TechCrunch asked another Edwards (no relation) — Newcastle University’s Lilian Edwards, professor of law, innovation and society — for her thoughts on the government’s direction of travel, as signalled by DCMS’ pre-proposal-publication spin, and she expressed similar concerns about the logic driving the government to argue it needs to rip up the existing standards.
“The entire scheme of data protection is to balance fundamental rights with the free flow of data. Economic concerns have never been ignored, and the current scheme, which we’ve had in essence since 1998, has struck a good balance. The great things we did with data during COVID-19 were done completely legally — and with no great difficulty under the existing rules — so that isn’t a reason to change them,” she told us.

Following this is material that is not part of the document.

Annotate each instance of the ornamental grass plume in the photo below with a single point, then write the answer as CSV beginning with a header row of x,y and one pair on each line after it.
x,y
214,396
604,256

She also took issue with the plan to reshape the ICO “as a quango whose primary job is to ‘drive economic growth’ ” — pointing out that DCMS’ PR fails to include any mention of privacy or fundamental rights, and arguing that “creating an entirely new regulator isn’t likely to do much for the ‘public trust’ that’s seen as declining in almost every poll.”
She also suggested the government is glossing over the real economic damage that would hit the U.K. if the EU decides its “reformed” standards are no longer essentially equivalent to the bloc’s. “[It’s] hard to see much concern for adequacy here; which will, for sure, be reviewed, to our detriment — prejudicing 43% of our trade for a few low value trade deals and some hopeful sell offs of NHS data (again, likely to take a wrecking ball to trust judging by the GPDPR scandal).”
She described the goal of regulating algorithmic bias as “applaudable” — but also flagged the risk of the U.K. falling behind other jurisdictions which are taking a broader look at how to regulate artificial intelligence.
Per DCMS’ press release, the government seems to be intending for an existing advisory body, called the Centre for Data Ethics and Innovation (CDEI), to have a key role in supporting its policymaking in this area — saying that the body will focus on “enabling trustworthy use of data and AI in the real-world”. However it has still not appointed a new CDEI chair to replace Roger Taylor — with only an interim chair appointment (and some new advisors) announced today.
“The world has moved on since CDEI’s work in this area,” argued Edwards. “We realise now that regulating the harmful effects of AI has to be considered in the round with other regulatory tools not just data protection. The proposed EU AI Regulation is not without flaw but goes far further than data protection in mandating better quality training sets, and more transparent systems to be built from scratch. If the UK is serious about regulating it has to look at the global models being floated but right now it looks like its main concerns are insular, short-sighted and populist.”
Patient data privacy advocacy group MedConfidential, which has frequently locked horns with the government over its approach to data protection, also queried DCMS’ continued attachment to the CDEI for shaping policymaking in such a crucial area — pointing to last year’s biased algorithm exam grading scandal, which happened under Taylor’s watch.
(NB: Taylor was also the Ofqual chair, and his resignation from that post in December cited a “difficult summer”, even as his departure from the CDEI leaves an awkward hole now… )
“The culture and leadership of CDEI led to the A-Levels algorithm, why should anyone in government have any confidence in what they say next?” said MedConfidential’s Sam Smith.